Его переполняли противоречивые чувства. С одной стороны, он не имел права осуждать молодого американского солдата из еврейской семьи, до войны жившей в Вене, давшего в морду взятому в плен эсэсовскому офицеру. «Только Господь знает, какие счеты надо было свести этому человеку; может быть, вся его семья была уничтожена», — писал Оруэлл. С другой стороны, он жалел поверженного врага-эсэсовца, оказавшегося теперь беспомощным.
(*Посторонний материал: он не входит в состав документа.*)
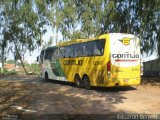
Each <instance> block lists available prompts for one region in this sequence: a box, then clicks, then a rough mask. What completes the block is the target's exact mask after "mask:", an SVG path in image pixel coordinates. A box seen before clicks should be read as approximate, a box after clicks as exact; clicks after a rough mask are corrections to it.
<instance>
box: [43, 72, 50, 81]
mask: <svg viewBox="0 0 160 120" xmlns="http://www.w3.org/2000/svg"><path fill="white" fill-rule="evenodd" d="M44 79H45V81H48V80H49V79H48V73H47V72H45V76H44Z"/></svg>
Оруэлл оставался верным себе — он не желал оказаться в толпе тех, кто мыслит и чувствует единообразно, тем более когда это единообразие ведет к жестокости, опасался поддаться инстинкту толпы, хором орущей одни и те же, почти всегда исполненные злобы лозунги. «Существовавший в нашем представлении нацистский убийца, отвратительное создание, против которого мы вели борьбу так много лет, выродился теперь в несчастного, достойного жалости человека, которого надо не наказывать, а лечить в психбольнице»
, — писал Оруэлл.
В Великобритании эти соображения разделяло в тот период незначительное меньшинство людей. Поэтому Оруэлл не предложил свою статью в «Обсервер», чьим корреспондентом был в Европе, а опубликовал в левом еженедельнике «Трибюн», да еще ровно через полгода после капитуляции Германии. Капитулировала Германия в мае два раза: сначала в ночь на 7 мая в Реймсе, занятом западными союзниками, а затем, по требованию Сталина, в ночь на 9 мая в пригороде Берлина, занятого советскими войсками. В связи с повторной капитуляцией Оруэлл предположил, что расхождения между союзниками будут углубляться.
Показательной была его статья «Препятствия к совместному управлению Германией», опубликованная через две с половиной недели после капитуляции Германии
. Автор высказывал опасение, что разделение Германии на «водонепроницаемые зоны» не будет способствовать совместному управлению разгромленной страной как единым государством, как было решено на Ялтинской конференции глав трех держав в феврале 1945 года; что «Советы» попытаются вытолкнуть Великобританию и США из Германии и что предотвратить такое развитие событий можно только энергичными мерами противодействия.